How To Care For Family Cows
So you have found the ideal family cow and have brought it home. Better yet – she’s loving that new, fresh pasture!
Here’s how to take care of her (or them) for optimum milk production and good general health:
- Provide ample, clean space: Even if you graze your cow on open rangeland, she will still need shelter from the elements like rain, snow, and the sun. The shelter must be clean all the time and free of slipperiness. You must always winterize thef shelter for further protection in the frigid months.
- Provide company: Your cow will need company so it doesn’t lead a lonely life. It doesn’t necessarily have to be another cow—one donkey, a goat, or one sheep will do.
- You can provide good company, too: The cow will enjoy you petting her, talking to her, or simply letting her play with you (she will be happy when you let her be a playful nuisance to you!)

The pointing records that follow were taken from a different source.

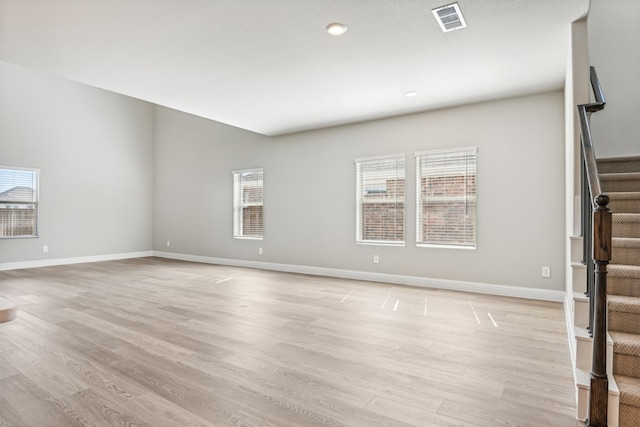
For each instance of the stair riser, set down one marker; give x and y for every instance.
(626, 364)
(622, 166)
(625, 205)
(623, 286)
(624, 322)
(629, 416)
(626, 256)
(626, 229)
(626, 185)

- Feed the cow appropriately: Even when she is pasture-fed and can get most of her nutrients from grass, you can complement her food with mineral salt, clean water, kelp, wheat, oats, corn, barley, soybean meal, and cottonseed cake.

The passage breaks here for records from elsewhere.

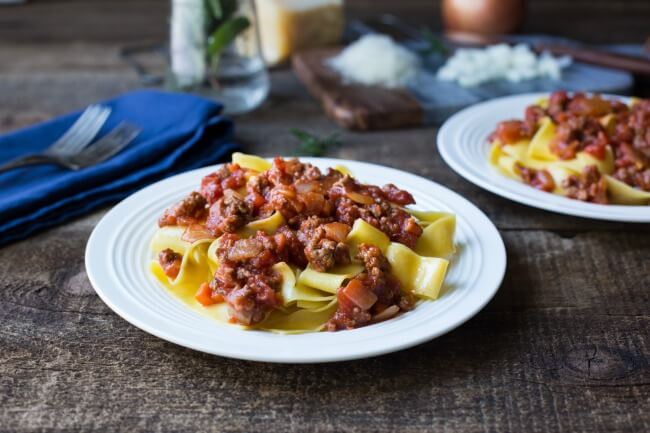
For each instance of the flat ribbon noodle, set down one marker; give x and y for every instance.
(423, 276)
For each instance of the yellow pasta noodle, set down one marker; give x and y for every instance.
(268, 225)
(309, 298)
(251, 162)
(622, 193)
(328, 281)
(437, 239)
(423, 276)
(364, 233)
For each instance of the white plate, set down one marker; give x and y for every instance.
(117, 255)
(462, 142)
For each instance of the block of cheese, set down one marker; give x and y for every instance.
(287, 26)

- Keep flies away: Flies will naturally come near cows because of the manure. Ensure you regularly control them to reduce the disturbance they cause to you and your cow.
- Treat your cow promptly: Ensure you have a reliable vet to call upon if you can’t treat your cow yourself if she falls sick.
- Keep records: Some important cow records include health records, artificial insemination or bull breeding records, calvings, treatments, and milk production. You could also keep a fun diary about your cow!
- Stick to a routine: We can’t emphasize this enough. Cows are routine farm animals; they respond well and perform better if you stick to a routine. You must maintain a routine for feeding time, food amounts, and, most importantly, milking times.
- The cow must have enough rest: This is important to thoroughly chew the cud and make milk. You should milk your cow twice a day for 10 months a year. If she is in-calf, milk her twice a day up to the 7th month and dry her the last 2 months of the 9-month gestation period.
It’s not enough to simply choose the best dairy cow following the considerations we have explored. Keeping a family cow requires full commitment, so you must be ready to dip into the muck to ensure optimum production and general health.
If your schedule is too tight, you might consider shelving your plans to get a family cow until you have plenty of time to attend to her. Alternatively, you can train your family members or cattle watchers to help you out. Take your time.